Elucidating the role of TNFα as an effector of the neural immune response to TBI has been the goal of several previous studies. TNFα encourages cerebral recruitment of systemic leukocytes, proteolytic degradation of the BBB, and inhibition of neuronal regeneration. Deficiency of TNFα is beneficial in the early posttraumatic period, but has been shown to be detrimental to long-term neurologic recovery, illustrating the dual role of inflammatory mediators in the propagation and resolution of brain injury [24, 25]. The timeline of TNFα expression is consistent among various rodent models of head injury, with upregulation by 1 h post-injury, maximal expression after 3–8 h, and a decline in release by 24 h. In addition, the type of TBI affects the focus of the TNFα response, with a detectable cerebral response in models of focal brain injury as compared to a systemic release following diffuse injury [21].

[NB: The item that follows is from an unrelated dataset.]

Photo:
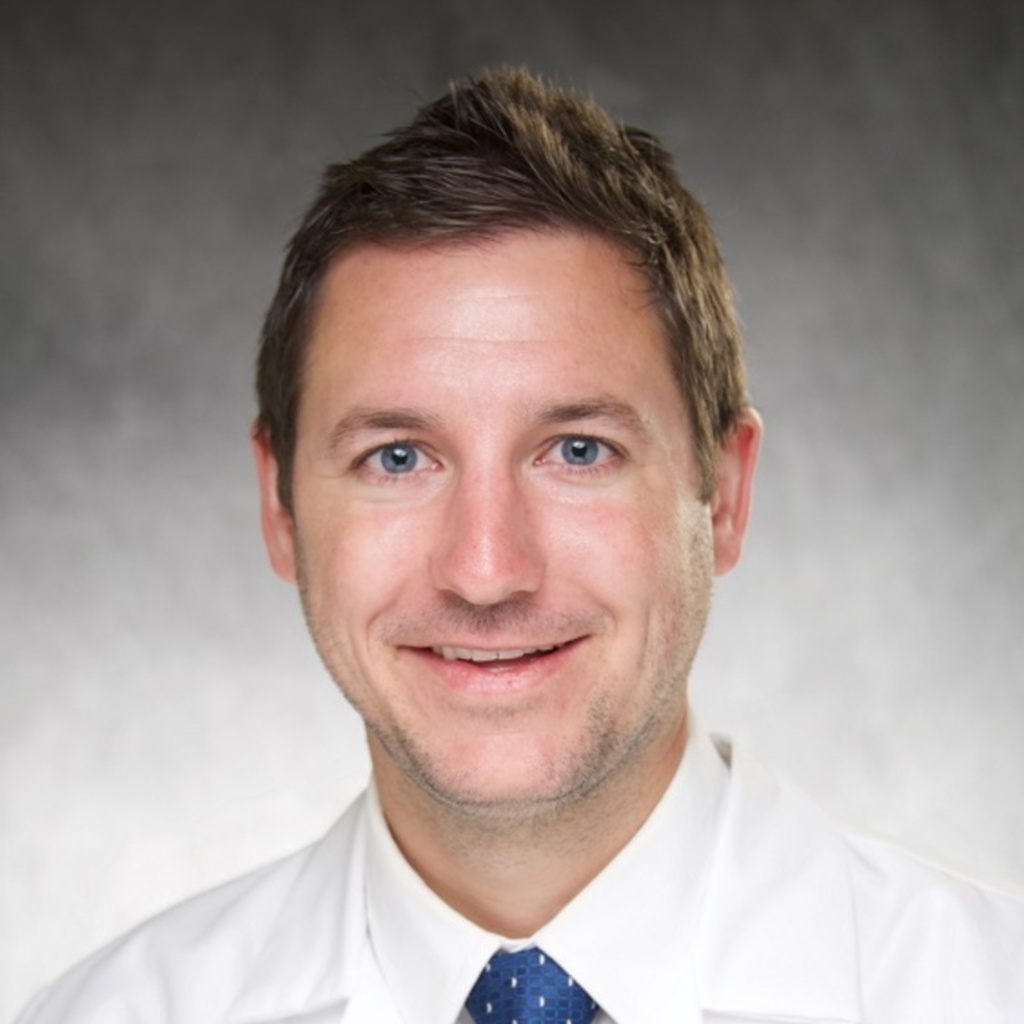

The IL-1 family of cytokines, including IL-1α, IL-1β, and IL-18, is well established as a promoter of neuroinflammation. Both the membrane-bound alpha and secreted beta forms of IL-1 have been shown to be upregulated within 1 h in both focal and diffuse models of TBI [22]. The deleterious effects of IL-1 are mediated by the IL-1 receptor, which is strongly expressed on microglia in focal brain injury and on neurons and astrocytes following a more diffuse brain injury. The neurotoxic effects of IL-1, including the up-regulation of matrix metalloproteases that contribute to BBB degradation, are enhanced by their synergistic activity with TNFα. Clinically, TBI patients with elevated cerebrospinal fluid (CSF) levels of IL-1 have worse neurologic outcomes [21]. Similarly, IL-18 is a potent activator of interferon-gamma (IFN-γ) and is elevated experimentally in brain tissue and clinically in CSF up to one week post brain injury [22]. Pharmacologic inhibition of IL-18 in murine models has been associated with improved neurologic recovery [26].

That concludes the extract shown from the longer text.